The third day dawns and starts with a brief look at epilepsy. It turns out the teachers sometimes have children fitting in the class but don’t know what to do. People have heard theory’s ranging from putting a spoon in the child’s mouth to calling a priest. It’s not uncommon in Lesotho to  think someone having a fit has been cursed.

We go through simple do’s and don’t and everyone practices the recovery position. I suggest to the Principle that she does   training with her teachers and every class teacher knows who is epileptic in their class and what to do. Also, that the children are encouraged to tell their teacher if they feel a fit coming on. It is very useful that the Principle is on this course and can train the rest of the school. She is very grateful to have the information, as she is supposed to be the lead on this matter, and up to now hasn’t known what to do.

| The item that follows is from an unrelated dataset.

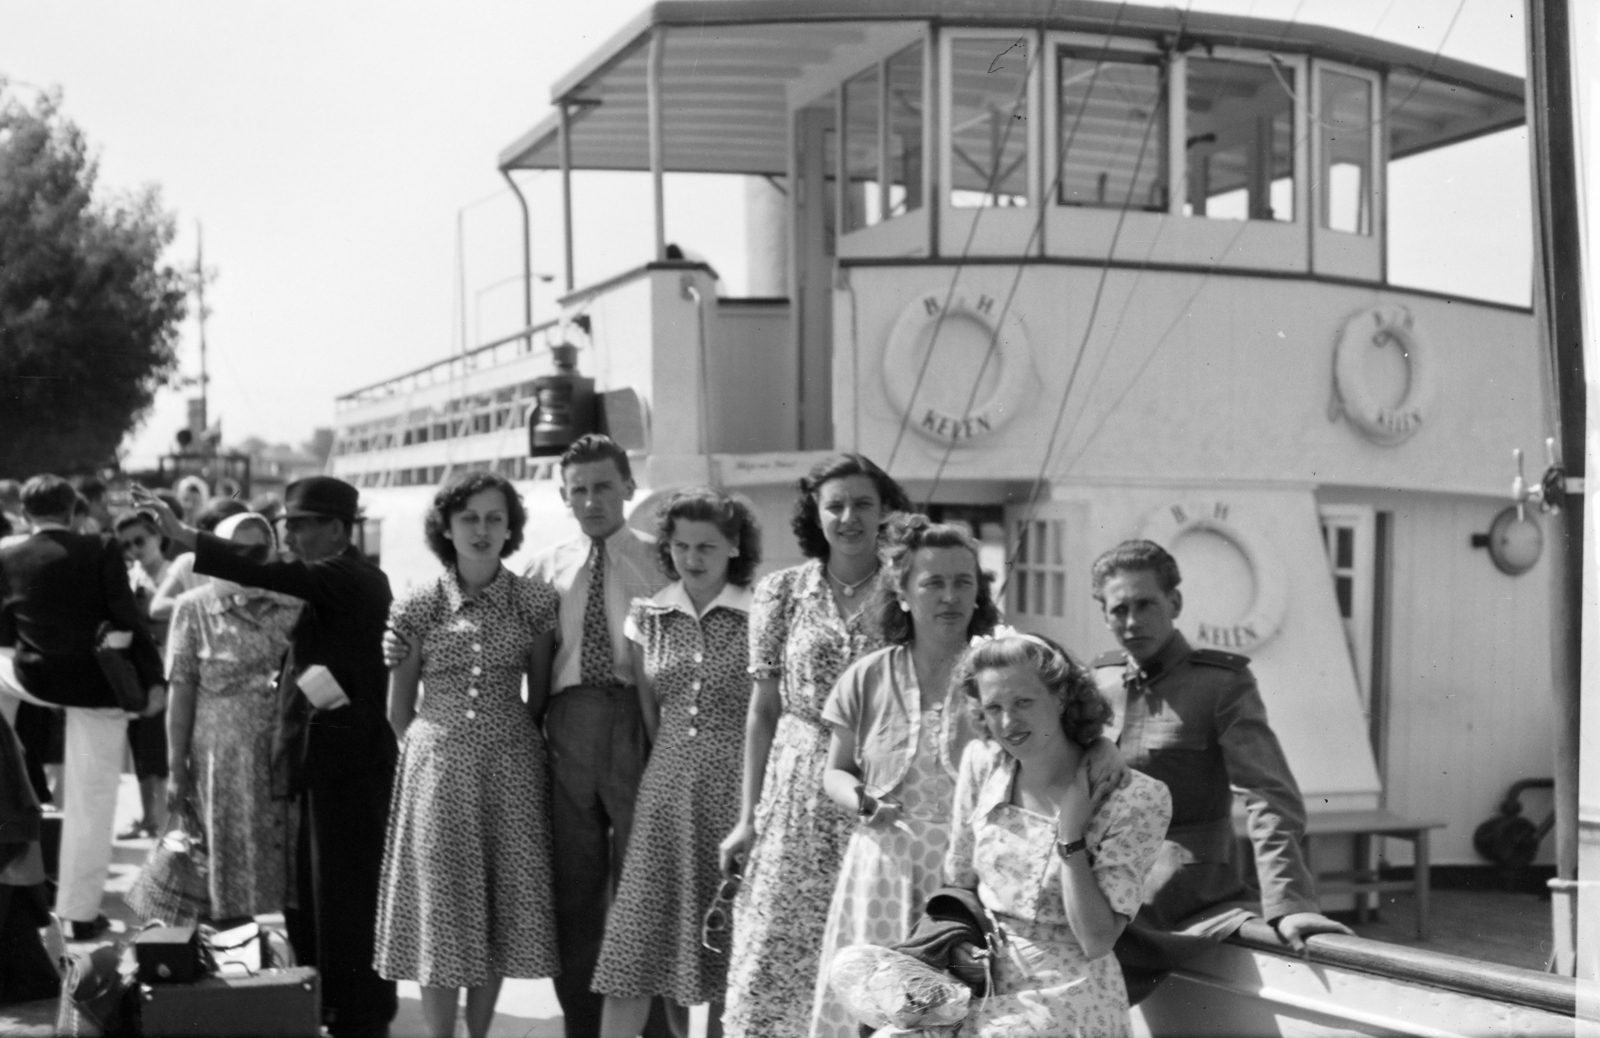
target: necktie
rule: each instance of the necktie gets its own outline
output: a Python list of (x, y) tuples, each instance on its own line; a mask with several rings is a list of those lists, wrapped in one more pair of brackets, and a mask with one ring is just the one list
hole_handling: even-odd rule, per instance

After this we take the hazardous journey to school using wheelchair and crutches. The ground is very rough and the ramps too steep and everyone is amazed at the hard work  the children must do every day, maybe several times as they have to go back to Saint Angela’s if they want to use the toilet.

The Principle  thanks me for the experience just before she has an accident and tips backwards out of her wheelchair and hits her head on the ground. It could have been a lot worse but fortunately she is wearing a thick hair piece which absorbs most of the impact. After lunch and two paracetamol she’s ready for the afternoon session.   

I decide to go easy on them and do some diaphragmatic breathing and relaxation therapy. A ten-minute chill and its back to working with another student, trying to assess her difficulties and come up with a plan. It’s a tough one as the girl said she could walk up to the age of 12 then had a fall, broke her arm and can no longer walk. The doctors say its arthritis, which I doubt, but I have no idea why her ankles are fixed, and someone has operated on both her achilles tendons.

We come up with a simple plan and then I call it a day. It’s been a course of information overload which is why I won’t review it with them until the follow up date of the 14th May. In the next few weeks I challenge them to action their knowledge and run some physiotherapy sessions. For now, I’m happy with the way things have gone and the candidate’s response. In May I’ll find out if they’ve learnt anything and what happened after I left.

Now its time to pack up because I’m going to Phelisanong tomorrow.  Another children’s centre, another challenge.